The Baker's Yeast

A baker, as any half-witted dolt knows,

adds yeast to his dough, and waits as it grows.

For yeast is alive - it’s a single-celled critter -

warm water awakes it; gets the yeast all a-twitter.

It feasts on the sugars that are there in the flour;

and having thus eaten, discovers new power,

that’s impressive and all, but not very classy:

for the dough starts to rise when the yeast gets all gassy.

It’s what happens when yeast in the dough can ferment;

and results in light airy loaves, not cement.


Now there once was a baker, back in long-ago times:

a good decent man, who’d committed no crimes.

He baked tasty bread: it was light, it was crusty.

His ingredients were good, and his oven was trusty.

He also baked cookies and cupcakes and pies,

which required him early each morning to rise.

The first thing he did every morning was throw

salt, flour, and water, and yeast into dough.

Then using his very own hands he would knead

the dough, prompting yeast on the flour to feed.
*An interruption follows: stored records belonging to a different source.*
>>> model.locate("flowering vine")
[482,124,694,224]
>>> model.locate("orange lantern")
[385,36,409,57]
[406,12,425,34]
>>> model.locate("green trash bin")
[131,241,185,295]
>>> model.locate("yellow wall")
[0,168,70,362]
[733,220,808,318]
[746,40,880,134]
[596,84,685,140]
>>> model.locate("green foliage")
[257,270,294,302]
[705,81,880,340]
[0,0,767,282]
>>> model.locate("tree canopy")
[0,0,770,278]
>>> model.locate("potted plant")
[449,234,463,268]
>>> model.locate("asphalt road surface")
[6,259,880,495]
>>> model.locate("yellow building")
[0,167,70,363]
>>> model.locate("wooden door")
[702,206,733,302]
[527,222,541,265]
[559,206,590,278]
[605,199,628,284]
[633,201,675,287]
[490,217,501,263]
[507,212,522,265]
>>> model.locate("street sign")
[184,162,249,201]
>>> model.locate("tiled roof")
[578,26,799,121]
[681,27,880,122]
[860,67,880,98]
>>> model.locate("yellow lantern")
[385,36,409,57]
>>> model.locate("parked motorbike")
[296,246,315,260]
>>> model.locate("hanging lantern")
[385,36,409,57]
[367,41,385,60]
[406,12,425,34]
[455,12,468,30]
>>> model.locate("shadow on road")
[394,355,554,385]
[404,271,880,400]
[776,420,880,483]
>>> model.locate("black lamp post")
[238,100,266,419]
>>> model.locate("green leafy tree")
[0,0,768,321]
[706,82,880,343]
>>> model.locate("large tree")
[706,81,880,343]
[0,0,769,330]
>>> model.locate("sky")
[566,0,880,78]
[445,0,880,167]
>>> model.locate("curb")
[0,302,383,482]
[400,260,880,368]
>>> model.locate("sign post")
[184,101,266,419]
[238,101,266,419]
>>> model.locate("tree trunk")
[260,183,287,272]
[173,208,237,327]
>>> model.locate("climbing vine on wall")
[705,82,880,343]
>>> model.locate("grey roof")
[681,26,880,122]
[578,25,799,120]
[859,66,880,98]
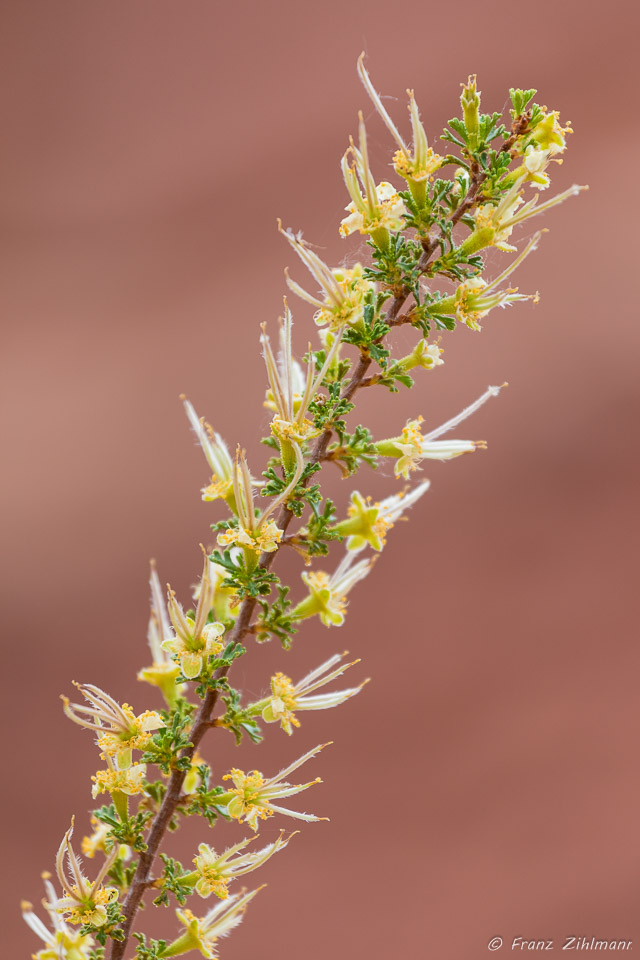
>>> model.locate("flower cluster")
[23,57,584,960]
His customers knew that his bread was first rate,

he sold out of it early, they knew not to be late.

They loved to awaken with its scent in the air,

and to hear the good baker lift his voice up in prayer,

for the baker was known as a man who loved God.

There were many who thought it was not at all odd

that his bread was the best you could locate for miles,

since the baker enjoyed from his God many smiles.
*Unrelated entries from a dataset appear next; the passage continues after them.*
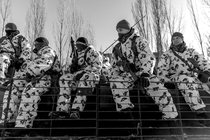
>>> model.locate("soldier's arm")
[110,43,120,75]
[135,37,155,75]
[157,53,170,82]
[27,48,56,76]
[85,49,102,74]
[20,38,32,60]
[192,49,210,71]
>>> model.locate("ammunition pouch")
[77,87,93,96]
[198,71,210,83]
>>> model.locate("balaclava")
[33,37,49,53]
[76,37,88,52]
[5,23,20,38]
[116,19,134,43]
[171,32,186,52]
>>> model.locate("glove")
[74,72,85,81]
[26,73,34,82]
[15,58,25,70]
[129,63,137,72]
[164,82,176,89]
[198,71,210,83]
[137,73,150,88]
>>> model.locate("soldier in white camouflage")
[157,32,210,127]
[56,37,102,119]
[110,20,178,136]
[5,37,60,137]
[0,23,32,127]
[0,23,31,84]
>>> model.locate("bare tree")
[53,0,95,69]
[131,0,154,49]
[0,0,11,36]
[187,0,204,55]
[164,2,185,36]
[150,0,167,58]
[53,0,70,66]
[25,0,46,44]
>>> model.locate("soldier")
[100,56,111,83]
[110,20,178,136]
[0,23,32,127]
[7,37,60,136]
[0,23,31,84]
[56,37,102,119]
[157,32,210,126]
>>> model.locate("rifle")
[115,44,138,81]
[70,36,78,73]
[171,48,210,83]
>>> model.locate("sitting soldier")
[110,20,182,134]
[157,32,210,127]
[56,37,102,119]
[0,23,31,85]
[100,56,111,83]
[5,37,60,137]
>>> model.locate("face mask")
[76,44,87,52]
[33,43,45,54]
[5,30,15,36]
[118,33,124,38]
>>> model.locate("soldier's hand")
[164,82,176,89]
[15,58,25,70]
[137,73,150,88]
[198,71,210,83]
[75,72,85,81]
[26,73,33,82]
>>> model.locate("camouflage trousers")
[110,73,178,119]
[0,53,10,79]
[56,71,99,112]
[0,77,27,123]
[172,75,206,111]
[2,75,51,128]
It made sense that such good bread, all crusty and yeasty,

was baked by a man many thought of as priest-y.


He was known to be good to the poor and the needy,

when a helper was needed, he would always be speedy

to offer whatever could make a wrong right,

or to find a solution, whatever the plight.

He was gen’rous and regularly gave away money,

and his humor, some said, turned a cloudy day sunny.

He was kind to the elders, cared for cats and for dogs,

and to keep himself fit, he went daily for jogs.

The body’s the temple of the spirit, he knew,

and he thanked the Almighty for every breath that he drew.


Early one morning, long before dawn,

He finished his mixing, his kneading, so on,

And he turned to his prayers while the yeast did its thing,

he gave thanks to the Lord for the blessings he’d bring

to the day that as yet had not hardly begun,

as he did every day till th’ dough’s rising was done.

Then he turned to the dough, and removed the damp towel

that covered it, and he looked down with a scowl.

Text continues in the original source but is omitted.